Just to add a very performant and handy numba alternative based on np.ndenumerate to find the first index:

from numba import njit
import numpy as np

@njit
def index(array, item):
    for idx, val in np.ndenumerate(array):
        if val == item:
            return idx
    # If no item was found return None, other return types might be a problem due to
    # numbas type inference.

This is pretty fast and deals naturally with multidimensional arrays:

>>> arr1 = np.ones((100, 100, 100))
>>> arr1[2, 2, 2] = 2

>>> index(arr1, 2)
(2, 2, 2)

>>> arr2 = np.ones(20)
>>> arr2[5] = 2

>>> index(arr2, 2)
(5,)

This can be much faster (because it's short-circuiting the operation) than any approach using np.where or np.nonzero.

---

However np.argwhere could also deal gracefully with multidimensional arrays (you would need to manually cast it to a tuple and it's not short-circuited) but it would fail if no match is found:

>>> tuple(np.argwhere(arr1 == 2)[0])
(2, 2, 2)
>>> tuple(np.argwhere(arr2 == 2)[0])
(5,)

Answer 2

Yes, given an array, array, and a value, item to search for, you can use np.where as:

itemindex = numpy.where(array==item)

The result is a tuple with first all the row indices, then all the column indices.

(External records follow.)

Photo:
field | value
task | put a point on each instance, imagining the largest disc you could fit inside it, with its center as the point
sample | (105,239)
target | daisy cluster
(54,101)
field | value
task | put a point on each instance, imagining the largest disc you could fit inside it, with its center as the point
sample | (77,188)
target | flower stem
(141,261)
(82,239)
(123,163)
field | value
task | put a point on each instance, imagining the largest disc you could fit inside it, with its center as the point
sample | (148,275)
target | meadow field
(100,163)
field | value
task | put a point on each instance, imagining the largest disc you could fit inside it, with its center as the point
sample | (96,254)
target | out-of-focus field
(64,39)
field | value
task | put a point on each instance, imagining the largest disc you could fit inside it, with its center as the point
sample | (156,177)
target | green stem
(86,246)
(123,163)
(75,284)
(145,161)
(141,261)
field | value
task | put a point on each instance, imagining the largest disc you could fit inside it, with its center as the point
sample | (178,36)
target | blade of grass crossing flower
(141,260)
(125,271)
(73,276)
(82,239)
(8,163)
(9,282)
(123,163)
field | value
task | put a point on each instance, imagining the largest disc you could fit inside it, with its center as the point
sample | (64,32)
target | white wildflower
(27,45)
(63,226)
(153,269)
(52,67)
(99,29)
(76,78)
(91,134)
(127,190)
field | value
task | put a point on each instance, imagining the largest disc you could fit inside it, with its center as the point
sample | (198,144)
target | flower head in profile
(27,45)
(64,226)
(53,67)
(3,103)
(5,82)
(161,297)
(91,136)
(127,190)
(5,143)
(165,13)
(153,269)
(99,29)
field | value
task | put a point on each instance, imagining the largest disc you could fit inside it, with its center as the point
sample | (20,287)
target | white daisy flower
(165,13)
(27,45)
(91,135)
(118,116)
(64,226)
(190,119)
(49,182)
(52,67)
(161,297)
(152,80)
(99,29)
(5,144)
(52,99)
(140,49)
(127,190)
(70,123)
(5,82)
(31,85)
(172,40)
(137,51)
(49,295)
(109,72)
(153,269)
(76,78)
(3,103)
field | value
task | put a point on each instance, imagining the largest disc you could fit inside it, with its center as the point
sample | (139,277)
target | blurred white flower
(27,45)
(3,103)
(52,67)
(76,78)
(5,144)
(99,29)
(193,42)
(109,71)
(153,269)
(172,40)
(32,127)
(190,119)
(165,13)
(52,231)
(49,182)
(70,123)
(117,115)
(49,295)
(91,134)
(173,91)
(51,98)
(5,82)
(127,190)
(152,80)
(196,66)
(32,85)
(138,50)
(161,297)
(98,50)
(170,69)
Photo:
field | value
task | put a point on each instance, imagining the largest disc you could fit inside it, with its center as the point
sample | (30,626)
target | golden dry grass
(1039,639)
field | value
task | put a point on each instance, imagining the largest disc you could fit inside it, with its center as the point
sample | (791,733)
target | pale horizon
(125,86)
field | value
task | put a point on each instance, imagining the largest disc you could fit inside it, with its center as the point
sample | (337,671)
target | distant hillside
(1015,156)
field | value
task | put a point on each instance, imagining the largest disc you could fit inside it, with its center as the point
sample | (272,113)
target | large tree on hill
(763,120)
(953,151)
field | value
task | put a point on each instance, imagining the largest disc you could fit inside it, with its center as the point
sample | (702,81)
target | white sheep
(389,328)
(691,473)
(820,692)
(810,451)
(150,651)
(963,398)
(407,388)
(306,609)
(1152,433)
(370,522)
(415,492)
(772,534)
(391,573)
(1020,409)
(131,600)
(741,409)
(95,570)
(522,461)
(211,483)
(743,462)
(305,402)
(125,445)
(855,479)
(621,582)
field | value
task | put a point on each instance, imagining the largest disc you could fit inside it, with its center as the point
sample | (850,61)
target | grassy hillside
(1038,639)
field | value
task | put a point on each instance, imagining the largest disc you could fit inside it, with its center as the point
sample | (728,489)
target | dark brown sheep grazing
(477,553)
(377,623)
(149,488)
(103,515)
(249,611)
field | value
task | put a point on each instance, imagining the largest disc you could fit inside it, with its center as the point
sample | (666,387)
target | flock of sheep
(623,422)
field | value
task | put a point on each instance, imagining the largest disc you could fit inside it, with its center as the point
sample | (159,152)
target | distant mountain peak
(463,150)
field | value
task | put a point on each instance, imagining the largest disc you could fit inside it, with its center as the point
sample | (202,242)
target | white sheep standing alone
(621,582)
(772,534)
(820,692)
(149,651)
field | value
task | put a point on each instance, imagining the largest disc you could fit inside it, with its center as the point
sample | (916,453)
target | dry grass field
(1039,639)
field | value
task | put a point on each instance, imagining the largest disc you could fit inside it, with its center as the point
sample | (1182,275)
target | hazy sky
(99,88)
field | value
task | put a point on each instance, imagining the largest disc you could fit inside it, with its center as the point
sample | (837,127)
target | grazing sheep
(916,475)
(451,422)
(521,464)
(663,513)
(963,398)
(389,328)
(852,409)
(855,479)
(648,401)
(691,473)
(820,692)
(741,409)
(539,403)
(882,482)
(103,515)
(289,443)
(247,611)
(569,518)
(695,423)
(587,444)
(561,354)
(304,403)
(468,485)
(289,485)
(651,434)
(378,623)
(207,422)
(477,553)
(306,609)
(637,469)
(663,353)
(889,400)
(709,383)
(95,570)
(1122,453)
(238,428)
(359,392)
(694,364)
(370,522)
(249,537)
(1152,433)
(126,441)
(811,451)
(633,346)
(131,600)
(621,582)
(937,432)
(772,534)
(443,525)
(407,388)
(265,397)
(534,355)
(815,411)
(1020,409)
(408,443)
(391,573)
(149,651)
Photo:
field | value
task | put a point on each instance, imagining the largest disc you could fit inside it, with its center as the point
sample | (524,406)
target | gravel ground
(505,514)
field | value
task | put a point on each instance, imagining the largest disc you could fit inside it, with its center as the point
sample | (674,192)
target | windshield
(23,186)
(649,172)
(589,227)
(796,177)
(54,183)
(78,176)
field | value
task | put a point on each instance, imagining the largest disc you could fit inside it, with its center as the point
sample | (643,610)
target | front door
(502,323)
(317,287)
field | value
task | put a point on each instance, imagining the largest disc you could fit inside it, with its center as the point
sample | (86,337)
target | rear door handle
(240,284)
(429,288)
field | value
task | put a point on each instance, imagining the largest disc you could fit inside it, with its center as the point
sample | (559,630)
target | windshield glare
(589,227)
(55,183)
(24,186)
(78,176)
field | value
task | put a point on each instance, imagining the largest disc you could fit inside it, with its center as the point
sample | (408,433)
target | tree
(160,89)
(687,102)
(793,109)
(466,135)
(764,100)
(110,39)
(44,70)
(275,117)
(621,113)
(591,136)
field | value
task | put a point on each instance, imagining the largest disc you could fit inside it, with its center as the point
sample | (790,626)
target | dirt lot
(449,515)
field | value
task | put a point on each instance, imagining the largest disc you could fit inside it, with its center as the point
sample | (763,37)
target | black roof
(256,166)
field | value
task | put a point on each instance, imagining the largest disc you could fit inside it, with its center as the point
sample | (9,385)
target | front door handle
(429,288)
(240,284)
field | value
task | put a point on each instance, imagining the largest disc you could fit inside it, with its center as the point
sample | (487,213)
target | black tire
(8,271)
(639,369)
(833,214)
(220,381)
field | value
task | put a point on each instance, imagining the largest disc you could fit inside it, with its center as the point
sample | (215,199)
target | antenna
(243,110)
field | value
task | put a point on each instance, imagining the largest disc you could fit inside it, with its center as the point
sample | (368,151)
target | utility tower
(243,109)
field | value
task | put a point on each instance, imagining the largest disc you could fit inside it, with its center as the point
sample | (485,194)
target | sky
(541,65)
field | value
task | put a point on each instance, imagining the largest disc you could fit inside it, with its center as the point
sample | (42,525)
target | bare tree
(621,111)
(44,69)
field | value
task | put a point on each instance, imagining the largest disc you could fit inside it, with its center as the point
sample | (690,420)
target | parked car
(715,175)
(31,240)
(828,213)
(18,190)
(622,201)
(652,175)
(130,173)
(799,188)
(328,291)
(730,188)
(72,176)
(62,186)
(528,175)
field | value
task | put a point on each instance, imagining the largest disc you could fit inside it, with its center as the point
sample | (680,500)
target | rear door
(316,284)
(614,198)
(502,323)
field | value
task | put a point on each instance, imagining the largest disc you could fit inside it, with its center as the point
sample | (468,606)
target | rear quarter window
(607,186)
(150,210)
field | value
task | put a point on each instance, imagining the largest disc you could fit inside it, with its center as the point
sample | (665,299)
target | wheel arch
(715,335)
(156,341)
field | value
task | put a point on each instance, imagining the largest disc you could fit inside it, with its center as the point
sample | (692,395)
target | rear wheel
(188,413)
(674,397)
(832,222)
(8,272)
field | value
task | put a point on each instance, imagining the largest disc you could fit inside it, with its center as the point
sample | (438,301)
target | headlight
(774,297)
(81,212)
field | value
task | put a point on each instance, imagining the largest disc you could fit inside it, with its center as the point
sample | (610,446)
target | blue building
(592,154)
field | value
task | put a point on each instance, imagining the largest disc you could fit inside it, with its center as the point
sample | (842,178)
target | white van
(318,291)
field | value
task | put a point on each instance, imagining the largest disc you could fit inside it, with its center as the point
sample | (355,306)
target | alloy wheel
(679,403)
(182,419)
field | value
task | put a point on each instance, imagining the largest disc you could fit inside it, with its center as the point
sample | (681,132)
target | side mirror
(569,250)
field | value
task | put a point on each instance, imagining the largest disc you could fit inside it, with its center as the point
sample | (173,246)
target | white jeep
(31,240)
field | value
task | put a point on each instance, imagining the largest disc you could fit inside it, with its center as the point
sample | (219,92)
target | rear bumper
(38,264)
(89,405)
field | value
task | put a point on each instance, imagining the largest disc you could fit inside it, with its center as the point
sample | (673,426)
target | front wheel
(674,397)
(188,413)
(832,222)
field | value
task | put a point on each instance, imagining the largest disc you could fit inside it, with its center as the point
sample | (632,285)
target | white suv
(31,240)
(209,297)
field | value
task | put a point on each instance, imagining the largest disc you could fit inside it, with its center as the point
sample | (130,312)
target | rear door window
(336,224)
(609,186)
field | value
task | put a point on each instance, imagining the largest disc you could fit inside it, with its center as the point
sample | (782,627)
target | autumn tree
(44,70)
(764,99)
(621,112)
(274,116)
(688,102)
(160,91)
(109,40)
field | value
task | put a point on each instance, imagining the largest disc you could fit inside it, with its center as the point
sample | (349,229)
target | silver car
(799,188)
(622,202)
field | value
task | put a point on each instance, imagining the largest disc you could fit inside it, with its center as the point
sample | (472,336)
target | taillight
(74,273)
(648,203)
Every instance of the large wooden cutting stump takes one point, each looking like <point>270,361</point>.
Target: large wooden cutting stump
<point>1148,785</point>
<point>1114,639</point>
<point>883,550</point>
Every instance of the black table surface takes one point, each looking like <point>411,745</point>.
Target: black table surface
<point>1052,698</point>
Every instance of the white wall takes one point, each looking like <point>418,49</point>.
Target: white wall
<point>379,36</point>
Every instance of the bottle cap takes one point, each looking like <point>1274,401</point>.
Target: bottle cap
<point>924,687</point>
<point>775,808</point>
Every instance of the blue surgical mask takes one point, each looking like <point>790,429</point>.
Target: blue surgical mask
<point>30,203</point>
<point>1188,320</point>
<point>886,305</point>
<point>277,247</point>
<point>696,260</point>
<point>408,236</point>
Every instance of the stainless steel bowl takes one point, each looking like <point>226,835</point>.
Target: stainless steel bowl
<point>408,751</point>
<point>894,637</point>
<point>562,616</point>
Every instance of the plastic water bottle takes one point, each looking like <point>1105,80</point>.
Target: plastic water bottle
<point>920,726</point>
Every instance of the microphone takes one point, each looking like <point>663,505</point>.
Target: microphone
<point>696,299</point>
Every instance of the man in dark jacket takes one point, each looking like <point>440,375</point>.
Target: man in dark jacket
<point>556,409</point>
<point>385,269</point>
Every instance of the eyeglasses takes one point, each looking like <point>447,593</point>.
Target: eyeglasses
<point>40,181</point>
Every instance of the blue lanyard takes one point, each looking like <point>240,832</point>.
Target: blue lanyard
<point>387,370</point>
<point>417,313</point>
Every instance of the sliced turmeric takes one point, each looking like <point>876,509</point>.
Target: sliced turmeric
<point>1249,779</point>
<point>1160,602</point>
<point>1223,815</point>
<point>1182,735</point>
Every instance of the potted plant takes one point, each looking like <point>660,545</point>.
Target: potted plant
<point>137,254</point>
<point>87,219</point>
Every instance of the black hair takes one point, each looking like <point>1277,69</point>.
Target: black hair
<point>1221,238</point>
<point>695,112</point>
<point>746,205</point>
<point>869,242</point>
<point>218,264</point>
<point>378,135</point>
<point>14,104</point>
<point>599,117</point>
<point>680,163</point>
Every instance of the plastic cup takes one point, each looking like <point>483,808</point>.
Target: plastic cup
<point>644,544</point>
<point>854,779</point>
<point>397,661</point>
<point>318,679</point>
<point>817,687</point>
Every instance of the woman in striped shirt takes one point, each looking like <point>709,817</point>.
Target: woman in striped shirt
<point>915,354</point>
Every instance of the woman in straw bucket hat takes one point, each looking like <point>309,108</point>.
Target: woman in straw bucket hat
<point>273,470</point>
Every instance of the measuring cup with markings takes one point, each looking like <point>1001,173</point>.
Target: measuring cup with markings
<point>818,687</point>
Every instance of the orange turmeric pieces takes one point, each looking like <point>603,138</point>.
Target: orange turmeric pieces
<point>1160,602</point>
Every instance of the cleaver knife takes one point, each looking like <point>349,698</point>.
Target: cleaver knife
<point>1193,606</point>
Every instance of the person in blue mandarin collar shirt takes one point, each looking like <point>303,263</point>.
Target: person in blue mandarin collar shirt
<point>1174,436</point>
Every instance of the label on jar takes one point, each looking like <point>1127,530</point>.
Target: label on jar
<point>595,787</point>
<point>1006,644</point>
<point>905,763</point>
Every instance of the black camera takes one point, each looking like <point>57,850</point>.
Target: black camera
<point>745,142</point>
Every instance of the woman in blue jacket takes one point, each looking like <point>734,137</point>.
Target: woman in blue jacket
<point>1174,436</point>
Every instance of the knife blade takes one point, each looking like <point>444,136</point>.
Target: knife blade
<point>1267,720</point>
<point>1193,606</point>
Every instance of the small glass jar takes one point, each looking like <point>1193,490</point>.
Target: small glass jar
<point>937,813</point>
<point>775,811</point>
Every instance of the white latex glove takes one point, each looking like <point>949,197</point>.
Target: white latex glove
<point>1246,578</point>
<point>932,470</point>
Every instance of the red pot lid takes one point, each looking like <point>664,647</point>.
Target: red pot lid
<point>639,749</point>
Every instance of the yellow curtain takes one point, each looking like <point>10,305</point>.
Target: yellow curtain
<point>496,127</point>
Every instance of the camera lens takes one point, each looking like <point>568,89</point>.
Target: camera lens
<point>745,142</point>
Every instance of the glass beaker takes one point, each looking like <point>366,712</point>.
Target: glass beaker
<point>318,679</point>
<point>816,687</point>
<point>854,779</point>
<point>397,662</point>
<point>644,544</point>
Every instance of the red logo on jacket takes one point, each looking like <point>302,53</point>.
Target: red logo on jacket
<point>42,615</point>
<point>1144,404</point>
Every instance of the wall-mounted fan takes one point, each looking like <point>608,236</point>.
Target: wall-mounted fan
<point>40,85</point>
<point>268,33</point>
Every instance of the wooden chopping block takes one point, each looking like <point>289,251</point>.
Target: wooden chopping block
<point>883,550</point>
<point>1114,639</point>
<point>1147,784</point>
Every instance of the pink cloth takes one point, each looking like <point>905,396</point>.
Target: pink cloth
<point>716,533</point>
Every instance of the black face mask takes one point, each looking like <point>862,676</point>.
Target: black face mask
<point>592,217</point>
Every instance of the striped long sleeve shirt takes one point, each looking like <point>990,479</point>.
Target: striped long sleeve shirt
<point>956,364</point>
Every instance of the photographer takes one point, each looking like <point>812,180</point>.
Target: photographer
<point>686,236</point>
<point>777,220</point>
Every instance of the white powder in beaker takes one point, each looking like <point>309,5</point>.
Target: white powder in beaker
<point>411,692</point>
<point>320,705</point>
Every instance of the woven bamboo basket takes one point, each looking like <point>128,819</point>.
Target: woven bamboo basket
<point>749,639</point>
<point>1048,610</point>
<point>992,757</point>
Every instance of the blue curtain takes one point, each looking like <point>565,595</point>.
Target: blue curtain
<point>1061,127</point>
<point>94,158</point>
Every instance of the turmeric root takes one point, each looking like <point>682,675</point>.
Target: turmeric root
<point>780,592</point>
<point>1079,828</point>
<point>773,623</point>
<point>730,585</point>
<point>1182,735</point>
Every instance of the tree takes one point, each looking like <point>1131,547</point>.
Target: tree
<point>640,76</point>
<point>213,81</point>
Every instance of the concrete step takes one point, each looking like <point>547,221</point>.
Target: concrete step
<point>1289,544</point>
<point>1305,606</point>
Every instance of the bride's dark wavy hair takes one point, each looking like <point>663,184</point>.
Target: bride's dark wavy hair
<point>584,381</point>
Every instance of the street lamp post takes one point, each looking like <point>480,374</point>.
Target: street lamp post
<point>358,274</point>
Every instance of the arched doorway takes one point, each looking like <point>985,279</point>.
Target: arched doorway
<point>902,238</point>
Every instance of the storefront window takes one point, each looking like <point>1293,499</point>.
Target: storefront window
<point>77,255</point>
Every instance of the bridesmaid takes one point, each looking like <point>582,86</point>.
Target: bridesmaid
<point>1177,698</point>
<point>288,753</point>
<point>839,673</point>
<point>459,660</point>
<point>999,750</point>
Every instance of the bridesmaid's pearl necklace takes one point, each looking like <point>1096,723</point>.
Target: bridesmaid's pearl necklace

For example, if an array is two dimensions and it contained your item at two locations then

array[itemindex[0][0]][itemindex[1][0]]

would be equal to your item and so would be:

array[itemindex[0][1]][itemindex[1][1]]

Answer 3

An alternative to selecting the first element from np.where() is to use a generator expression together with enumerate, such as:

>>> import numpy as np
>>> x = np.arange(100)   # x = array([0, 1, 2, 3, ... 99])
>>> next(i for i, x_i in enumerate(x) if x_i == 2)
2

For a two dimensional array one would do:

>>> x = np.arange(100).reshape(10,10)   # x = array([[0, 1, 2,... 9], [10,..19],])
>>> next((i,j) for i, x_i in enumerate(x) 
...            for j, x_ij in enumerate(x_i) if x_ij == 2)
(0, 2)

The advantage of this approach is that it stops checking the elements of the array after the first match is found, whereas np.where checks all elements for a match. A generator expression would be faster if there's match early in the array.

Answer 4

For one-dimensional sorted arrays, it would be much more simpler and efficient O(log(n)) to use numpy.searchsorted which returns a NumPy integer (position). For example,

arr = np.array([1, 1, 1, 2, 3, 3, 4])
i = np.searchsorted(arr, 3)

Just make sure the array is already sorted

Also check if returned index i actually contains the searched element, since searchsorted's main objective is to find indices where elements should be inserted to maintain order.

if arr[i] == 3:
    print("present")
else:
    print("not present")

Answer 5

If you need the index of the first occurrence of only one value, you can use nonzero (or where, which amounts to the same thing in this case):

>>> t = array([1, 1, 1, 2, 2, 3, 8, 3, 8, 8])
>>> nonzero(t == 8)
(array([6, 8, 9]),)
>>> nonzero(t == 8)[0][0]
6

If you need the first index of each of many values, you could obviously do the same as above repeatedly, but there is a trick that may be faster. The following finds the indices of the first element of each subsequence:

>>> nonzero(r_[1, diff(t)[:-1]])
(array([0, 3, 5, 6, 7, 8]),)

Notice that it finds the beginning of both subsequence of 3s and both subsequences of 8s:

[1, 1, 1, 2, 2, 3, 8, 3, 8, 8]

So it's slightly different than finding the first occurrence of each value. In your program, you may be able to work with a sorted version of t to get what you want:

>>> st = sorted(t)
>>> nonzero(r_[1, diff(st)[:-1]])
(array([0, 3, 5, 7]),)

Answer 6

For 1D arrays, I'd recommend np.flatnonzero(array == value)[0], which is equivalent to both np.nonzero(array == value)[0][0] and np.where(array == value)[0][0] but avoids the ugliness of unboxing a 1-element tuple.